Sindikat Joki di UTBK, Komisi X Bakal Panggil Panitia SNPMB-Kemdiktisaintek
GH News April 23, 2026 03:09 PM
Jakarta -

Ketua Komisi X DPR RI, Hetifah Sjaifudian, menegaskan akan memanggil panitia Seleksi Nasional Penerimaan Mahasiswa Baru (SNPMB) dan Kementerian Pendidikan Tinggi, Sains, dan Teknologi (Kemdiktisaintek) buntut dari temuan kecurangan di UTBK-SNBT 2026. Termasuk kecurangan yang dilakukan sindikat joki.

Hetifah menilai kasus perjokian di UTBK-SNBT 2026 bukanlah masalah sederhana. Kasus ini secara langsung berkaitan dengan kredibilitas sistem seleksi nasional untuk masuk perguruan tinggi milik Indonesia.

"Kalau praktik seperti ini terus terjadi, kepercayaan publik bisa tergerus, dan yang paling dirugikan tentu para peserta yang mengikuti proses dengan jujur," katanya dihubungi detikEdu melalui pesan singkat, Kamis (23/4/2026).
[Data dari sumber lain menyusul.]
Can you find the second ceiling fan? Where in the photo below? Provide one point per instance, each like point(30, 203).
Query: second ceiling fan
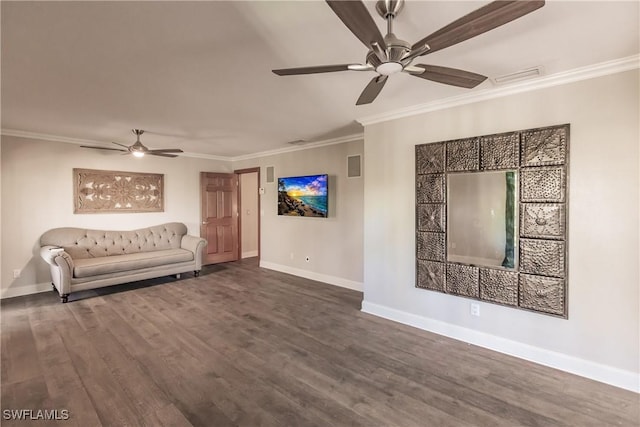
point(389, 55)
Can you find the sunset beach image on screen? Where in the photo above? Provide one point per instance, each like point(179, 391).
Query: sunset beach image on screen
point(303, 196)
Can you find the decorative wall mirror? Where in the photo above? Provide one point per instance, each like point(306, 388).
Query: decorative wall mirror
point(491, 218)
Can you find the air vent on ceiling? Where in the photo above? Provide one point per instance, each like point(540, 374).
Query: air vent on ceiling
point(517, 76)
point(298, 142)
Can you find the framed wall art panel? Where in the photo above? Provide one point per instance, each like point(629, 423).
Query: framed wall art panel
point(491, 218)
point(103, 191)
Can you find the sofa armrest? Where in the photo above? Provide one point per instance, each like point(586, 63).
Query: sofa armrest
point(61, 266)
point(195, 245)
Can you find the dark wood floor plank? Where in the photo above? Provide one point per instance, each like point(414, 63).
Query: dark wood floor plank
point(245, 346)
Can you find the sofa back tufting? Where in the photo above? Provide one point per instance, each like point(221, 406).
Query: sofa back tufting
point(81, 243)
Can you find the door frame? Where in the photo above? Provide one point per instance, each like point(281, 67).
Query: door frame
point(240, 172)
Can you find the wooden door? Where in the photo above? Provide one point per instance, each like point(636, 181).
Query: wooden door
point(219, 199)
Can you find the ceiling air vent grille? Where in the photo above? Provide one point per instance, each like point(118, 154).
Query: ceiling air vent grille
point(529, 73)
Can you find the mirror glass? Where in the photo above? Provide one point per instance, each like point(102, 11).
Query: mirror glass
point(482, 218)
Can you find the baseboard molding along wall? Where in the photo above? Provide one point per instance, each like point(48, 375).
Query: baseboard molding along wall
point(332, 280)
point(249, 254)
point(595, 371)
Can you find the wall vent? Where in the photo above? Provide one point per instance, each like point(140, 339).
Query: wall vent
point(353, 166)
point(529, 73)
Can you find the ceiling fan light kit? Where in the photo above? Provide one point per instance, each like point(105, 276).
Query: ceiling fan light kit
point(390, 55)
point(138, 149)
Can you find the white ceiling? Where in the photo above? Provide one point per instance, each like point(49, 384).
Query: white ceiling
point(197, 75)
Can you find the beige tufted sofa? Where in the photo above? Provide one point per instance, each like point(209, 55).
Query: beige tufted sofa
point(82, 259)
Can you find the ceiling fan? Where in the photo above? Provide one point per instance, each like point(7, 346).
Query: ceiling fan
point(389, 55)
point(138, 149)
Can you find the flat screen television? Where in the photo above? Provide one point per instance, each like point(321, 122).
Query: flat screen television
point(303, 196)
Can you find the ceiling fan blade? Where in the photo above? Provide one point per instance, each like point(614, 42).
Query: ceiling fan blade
point(372, 90)
point(355, 16)
point(161, 154)
point(313, 70)
point(168, 150)
point(102, 148)
point(448, 76)
point(486, 18)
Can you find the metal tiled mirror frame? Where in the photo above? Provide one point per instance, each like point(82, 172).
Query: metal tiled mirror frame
point(541, 157)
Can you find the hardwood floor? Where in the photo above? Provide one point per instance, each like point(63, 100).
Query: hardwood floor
point(244, 346)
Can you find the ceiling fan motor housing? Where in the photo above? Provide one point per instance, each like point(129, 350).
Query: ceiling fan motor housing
point(389, 8)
Membentuk Panitia Pengawasan

Hetifah menyebut Komisi X DPR RI sudah membentuk Panja SNPMB untuk proses pengawasan. Melalui Panja inilah Panitia SNPMB dan Kemdiktisaintek akan dipanggil.
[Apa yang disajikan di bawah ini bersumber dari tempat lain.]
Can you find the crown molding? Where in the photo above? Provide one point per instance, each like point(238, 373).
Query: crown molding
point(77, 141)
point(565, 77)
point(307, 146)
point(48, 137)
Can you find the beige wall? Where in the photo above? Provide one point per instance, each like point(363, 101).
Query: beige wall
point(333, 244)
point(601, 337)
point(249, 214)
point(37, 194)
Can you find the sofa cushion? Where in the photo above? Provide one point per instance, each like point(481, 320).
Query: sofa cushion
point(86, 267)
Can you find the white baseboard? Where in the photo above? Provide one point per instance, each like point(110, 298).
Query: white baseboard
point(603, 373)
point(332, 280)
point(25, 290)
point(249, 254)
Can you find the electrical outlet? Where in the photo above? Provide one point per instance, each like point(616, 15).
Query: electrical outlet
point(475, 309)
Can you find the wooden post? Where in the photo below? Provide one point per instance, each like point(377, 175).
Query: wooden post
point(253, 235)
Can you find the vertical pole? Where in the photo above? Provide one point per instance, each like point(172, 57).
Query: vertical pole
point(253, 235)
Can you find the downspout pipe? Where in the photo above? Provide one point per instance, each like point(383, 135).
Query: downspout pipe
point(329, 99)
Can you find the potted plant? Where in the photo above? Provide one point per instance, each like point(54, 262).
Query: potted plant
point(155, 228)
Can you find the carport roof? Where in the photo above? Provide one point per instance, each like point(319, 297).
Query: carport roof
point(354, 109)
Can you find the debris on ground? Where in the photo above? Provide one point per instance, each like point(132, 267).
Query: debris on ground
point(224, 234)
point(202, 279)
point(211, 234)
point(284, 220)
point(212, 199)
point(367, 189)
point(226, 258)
"Melalui Panja ini, tentu kami akan memanggil panitia SNPMB dan pihak kementerian terkait guna meminta penjelasan sekaligus mendorong evaluasi menyeluruh," beber Hetifah.

Dalam pemanggilan ini, Komisi X DPR RI akan meminta langkah konkret dari institusi terkait agar kejadian serupa tidak terulang. Dengan demikian, sistem seleksi bisa berjalan secara adil dan dapat dipercaya.

"Tujuannya agar ada langkah konkret yang bisa mencegah kejadian serupa terulang, serta memastikan sistem seleksi berjalan adil dan dapat dipercaya," imbuhnya.

Harus Diproses Secara Hukum

Diketahui temuan kecurangan oleh sindikat joki pada UTBK-SNBT 2026 ditemukan di berbagai kampus. Kampus yang dimaksud, termasuk Universitas Negeri Surabaya (Unesa), Universitas Airlangga (Unair), dan UPN Veteran Jawa Timur.

Hetifah menilai penanganan kejadian ini tidak bisa berhenti pada sanksi administratif semata. Jika terbukti ada unsur penipuan, pemalsuan identitas, atau benar keterlibatan sindikat joki, maka harus diproses secara hukum.

"Penindakan tegas penting untuk menimbulkan efek jera," katanya.

Ia tidak menutup mata bahwa kasus sindikat joki dan kecurangan lainnya selalu muncul setiap tahun pada pelaksanaan UTBK-SNBT. Untuk itu, menurutnya, ini adalah sinyal bahwa sistem pengawasan dan daya tekan sanksi perlu dibenahi.

"Bukan hanya soal berat-ringannya hukuman, tapi juga konsistensi penegakan, kemampuan deteksi dini, serta edukasi kepada peserta," ungkapnya.

Ke depan, ia meminta penguatan sistem UTBK-SNBT. Salah satu upaya dilakukan dengan memanfaatkan teknologi terkini.

"Ke depan, penguatan sistem, termasuk pemanfaatan teknologi seperti verifikasi biometrik, perlu dipertimbangkan," tandas Hetifah.